Intervention de Frédéric Descrozaille

Séance en hémicycle du jeudi 24 mai 2018 à 15h00
Équilibre dans le secteur agricole et alimentaire — Article 5

Photo issue du site de l'Assemblée nationale ou de WikipediaFrédéric Descrozaille :

Nous abordons, à mon sens, le coeur de ce texte : la dérogation du secteur agricole aux règles du droit de la concurrence. Avec ce texte, nous n'apportons pas d'argent aux producteurs, nous ne modifions pas leurs conditions fiscales, mais nous créons du droit pour les protéger. Cette démarche s'inscrit dans la longue histoire de la PAC puisque, depuis l'origine, il est établi en droit, au niveau européen, que le secteur agricole déroge à l'application du droit de la concurrence en vertu des cinq objectifs du traité de Rome, dont deux sont partiellement contradictoires, puisque l'un garantit des prix raisonnables au consommateur et l'autre un revenu équitable à la population agricole.

Avec le présent texte, nous nous préoccupons du revenu de la population agricole. En droit, pendant des années, cette dérogation s'est traduite par l'intervention de prix publics. À la suite des accords de Marrakech déjà cités par M. Ruffin, l'agriculture a été inscrite à l'ordre du jour du GATT, lequel est devenu l'OMC, et l'intervention publique a été interdite.

Puis, les réformes de la PAC pour la mettre en conformité avec les accords internationaux conclus au niveau de l'OMC ont consisté à démanteler tous les mécanismes de stabilisation et de protection des marchés. Il ne reste aux producteurs que leurs organisations, leurs associations d'organisations et les organisations interprofessionnelles.
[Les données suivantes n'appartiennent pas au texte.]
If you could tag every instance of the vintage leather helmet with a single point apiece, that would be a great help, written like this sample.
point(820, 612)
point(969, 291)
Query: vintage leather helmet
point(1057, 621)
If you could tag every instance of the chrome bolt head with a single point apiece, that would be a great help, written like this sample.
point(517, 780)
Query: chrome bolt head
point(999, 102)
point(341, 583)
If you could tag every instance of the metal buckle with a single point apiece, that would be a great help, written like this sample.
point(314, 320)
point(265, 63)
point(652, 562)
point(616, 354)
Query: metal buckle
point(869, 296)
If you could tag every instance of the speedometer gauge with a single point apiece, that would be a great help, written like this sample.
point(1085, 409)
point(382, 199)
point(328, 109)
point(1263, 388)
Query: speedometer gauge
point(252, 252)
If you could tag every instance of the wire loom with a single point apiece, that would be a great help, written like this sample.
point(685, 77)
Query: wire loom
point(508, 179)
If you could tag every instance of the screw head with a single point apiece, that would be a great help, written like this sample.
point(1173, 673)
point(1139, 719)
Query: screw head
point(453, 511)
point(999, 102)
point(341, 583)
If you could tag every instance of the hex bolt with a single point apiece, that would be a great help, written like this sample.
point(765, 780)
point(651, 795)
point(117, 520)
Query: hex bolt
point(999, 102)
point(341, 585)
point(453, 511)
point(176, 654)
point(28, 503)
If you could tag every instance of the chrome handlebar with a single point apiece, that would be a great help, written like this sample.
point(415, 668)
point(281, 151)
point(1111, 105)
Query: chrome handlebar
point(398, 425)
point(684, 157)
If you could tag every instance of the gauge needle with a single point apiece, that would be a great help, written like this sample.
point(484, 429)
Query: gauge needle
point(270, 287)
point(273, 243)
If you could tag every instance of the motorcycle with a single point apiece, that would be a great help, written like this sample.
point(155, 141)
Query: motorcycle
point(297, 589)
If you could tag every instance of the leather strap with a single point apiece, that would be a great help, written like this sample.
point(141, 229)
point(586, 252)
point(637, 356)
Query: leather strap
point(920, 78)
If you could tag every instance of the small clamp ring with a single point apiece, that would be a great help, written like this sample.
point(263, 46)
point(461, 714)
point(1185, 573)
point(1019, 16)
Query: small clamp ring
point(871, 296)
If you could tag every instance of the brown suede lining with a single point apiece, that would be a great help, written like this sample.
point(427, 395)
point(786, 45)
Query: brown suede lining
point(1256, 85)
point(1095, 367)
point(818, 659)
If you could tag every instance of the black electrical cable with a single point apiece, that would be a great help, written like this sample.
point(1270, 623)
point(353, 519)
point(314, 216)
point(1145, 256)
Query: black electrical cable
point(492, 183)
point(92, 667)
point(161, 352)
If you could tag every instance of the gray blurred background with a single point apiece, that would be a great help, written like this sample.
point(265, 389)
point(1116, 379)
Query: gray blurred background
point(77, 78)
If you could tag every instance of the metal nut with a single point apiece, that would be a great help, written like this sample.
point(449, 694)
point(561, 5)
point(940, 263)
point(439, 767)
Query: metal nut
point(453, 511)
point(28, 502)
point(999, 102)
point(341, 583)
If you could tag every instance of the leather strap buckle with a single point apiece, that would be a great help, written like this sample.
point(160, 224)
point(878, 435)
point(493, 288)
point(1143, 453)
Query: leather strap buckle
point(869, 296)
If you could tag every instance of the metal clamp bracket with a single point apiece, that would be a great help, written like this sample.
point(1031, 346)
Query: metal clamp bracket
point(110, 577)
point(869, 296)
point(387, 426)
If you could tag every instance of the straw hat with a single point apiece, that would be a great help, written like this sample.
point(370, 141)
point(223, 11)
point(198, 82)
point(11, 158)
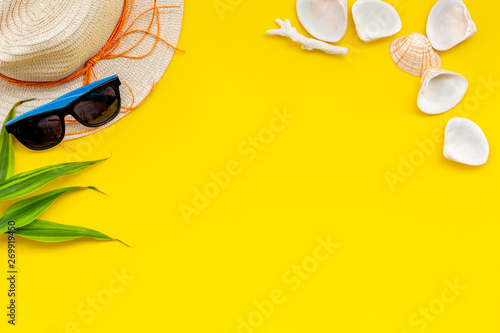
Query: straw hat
point(51, 47)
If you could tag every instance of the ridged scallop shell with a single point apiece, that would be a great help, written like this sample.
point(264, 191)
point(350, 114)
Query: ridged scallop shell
point(465, 142)
point(441, 91)
point(324, 19)
point(375, 19)
point(449, 24)
point(414, 54)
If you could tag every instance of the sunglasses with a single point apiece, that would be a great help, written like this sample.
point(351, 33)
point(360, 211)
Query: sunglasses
point(92, 105)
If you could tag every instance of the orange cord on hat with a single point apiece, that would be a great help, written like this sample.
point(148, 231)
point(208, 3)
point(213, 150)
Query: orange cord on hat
point(111, 45)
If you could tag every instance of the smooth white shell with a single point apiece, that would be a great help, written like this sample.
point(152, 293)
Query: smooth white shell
point(441, 90)
point(465, 142)
point(449, 24)
point(375, 19)
point(324, 19)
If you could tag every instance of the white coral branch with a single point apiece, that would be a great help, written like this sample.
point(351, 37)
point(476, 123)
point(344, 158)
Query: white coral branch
point(307, 43)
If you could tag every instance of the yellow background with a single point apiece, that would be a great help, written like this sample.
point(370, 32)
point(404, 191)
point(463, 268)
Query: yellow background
point(322, 176)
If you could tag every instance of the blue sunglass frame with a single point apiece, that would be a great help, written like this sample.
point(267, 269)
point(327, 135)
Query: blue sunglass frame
point(63, 106)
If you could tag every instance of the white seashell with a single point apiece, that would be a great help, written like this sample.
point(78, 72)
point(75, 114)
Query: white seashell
point(465, 142)
point(449, 24)
point(414, 54)
point(441, 91)
point(375, 19)
point(324, 19)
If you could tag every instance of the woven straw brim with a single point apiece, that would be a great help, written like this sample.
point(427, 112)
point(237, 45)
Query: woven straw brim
point(139, 74)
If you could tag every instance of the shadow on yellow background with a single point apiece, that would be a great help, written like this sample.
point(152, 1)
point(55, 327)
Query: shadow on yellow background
point(253, 187)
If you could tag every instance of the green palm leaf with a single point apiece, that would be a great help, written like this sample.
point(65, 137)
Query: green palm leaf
point(7, 161)
point(26, 211)
point(45, 231)
point(30, 181)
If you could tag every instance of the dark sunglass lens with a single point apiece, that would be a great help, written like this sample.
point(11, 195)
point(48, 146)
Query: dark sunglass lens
point(97, 107)
point(40, 132)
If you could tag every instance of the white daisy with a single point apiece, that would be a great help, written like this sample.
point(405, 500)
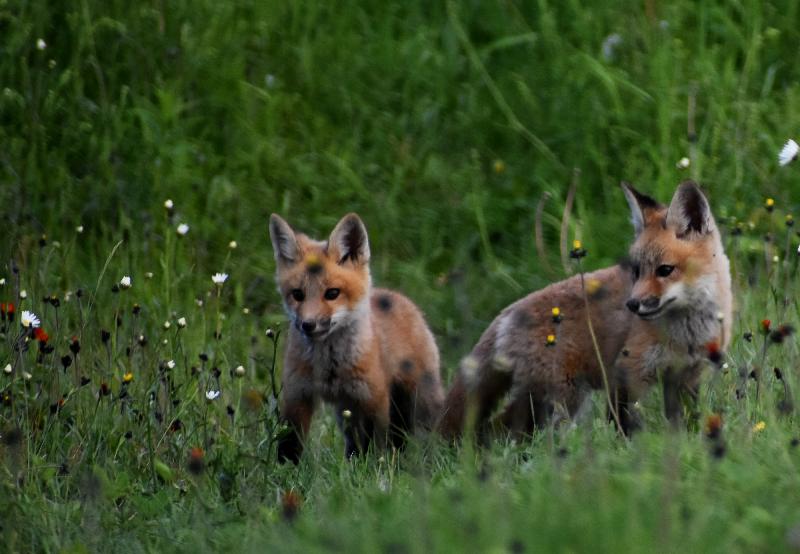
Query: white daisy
point(788, 152)
point(29, 319)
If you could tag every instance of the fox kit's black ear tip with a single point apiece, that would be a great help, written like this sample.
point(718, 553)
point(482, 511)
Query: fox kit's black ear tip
point(349, 239)
point(283, 239)
point(690, 187)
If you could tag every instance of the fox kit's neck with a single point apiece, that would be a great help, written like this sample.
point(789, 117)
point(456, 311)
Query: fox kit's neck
point(346, 343)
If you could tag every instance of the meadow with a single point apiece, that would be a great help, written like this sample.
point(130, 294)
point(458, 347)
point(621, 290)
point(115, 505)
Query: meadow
point(477, 140)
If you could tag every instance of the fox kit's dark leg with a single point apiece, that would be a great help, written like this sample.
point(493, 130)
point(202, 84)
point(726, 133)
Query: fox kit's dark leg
point(368, 419)
point(402, 414)
point(297, 407)
point(297, 413)
point(672, 400)
point(522, 413)
point(623, 406)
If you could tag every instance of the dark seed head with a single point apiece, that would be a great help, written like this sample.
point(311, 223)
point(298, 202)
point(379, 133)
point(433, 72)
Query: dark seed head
point(196, 463)
point(718, 450)
point(12, 437)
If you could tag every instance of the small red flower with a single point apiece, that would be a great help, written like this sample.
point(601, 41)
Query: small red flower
point(197, 462)
point(713, 426)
Cette dérogation, les juristes du droit de la concurrence n'ont jamais su l'interpréter. Ils ont toujours considéré que, hors de la concentration capitalistique, il n'y avait point de salut. Durant ces vingt dernières années, la direction générale de la concurrence, au niveau de Bruxelles, a pris la main sur la Direction générale de l'agriculture et du développement rural et a pris de plus en plus d'importance au sein de notre administration.

Très récemment, la Cour de justice de l'Union européenne a clarifié cette question, dans l'arrêt sur le dossier du cartel des endives. Elle a ainsi défini que les organisations de producteurs ont le droit d'échanger des informations stratégiques sur les prix et sur les volumes sans être accusées d'entente. Elle a eu une lecture qu'elle appelle téléologique des traités et elle a avancé la notion d'« effet utile », contredisant par là les arguments avancés par les juristes du droit de la concurrence depuis des années, et notamment ceux qui avaient accusé France Endive de conclure des ententes sur les prix.

L'amendement que je présente reprend textuellement ces principes, qu'il s'agisse des termes de l'article 157 du règlement européen portant OCM ou, pour les questions des échanges d'informations stratégiques en prix et en volume, de ceux de l'arrêt de la Cour de justice de l'Union européenne rendu sur le dossier du cartel des endives.

Ne pas les adopter reviendrait à céder à l'intimidation technocratique. Beaucoup d'agents, dans nos administrations, sont convaincus qu'un trop grand nombre de petits metteurs en marché ne favorise pas une situation économiquement saine et n'est donc pas politiquement souhaitable. Ils interprètent le droit pour ne pas leur permettre de survivre ou, pire, de prospérer.

Nous devons prendre nos responsabilités. En tant que législateurs, nous pouvons interpréter, transcrire les arrêts de la Cour de justice de l'Union, les transposer dans le code rural de manière à permettre aux interprofessions de mieux protéger les producteurs.

Rappelons qu'une organisation interprofessionnelle fonctionne à l'unanimité et que ses accords ne peuvent être étendus par l'État qu'après un contrôle de conformité légale.

J'insiste donc sur l'importance de cet amendement.

J'ai été long mais je voudrais terminer par un dernier point. Contrairement à ce que je viens d'entendre, il ne s'agit pas là de fronde : je nourris le plus grand respect pour le travail du rapporteur, qui porte ce texte avec le ministre de façon extrêmement courageuse. Ce projet de loi est compliqué. Il maintient un équilibre entre les attentes sociétales et les souhaits des producteurs, les deux étant contradictoires. Je respecte ce qu'ils font. Je ne fais qu'exercer ma liberté en m'exprimant ainsi sur des dossiers de fond, et je suis las d'entendre que soit nous sommes disciplinés et godillots, soit nous sommes frondeurs.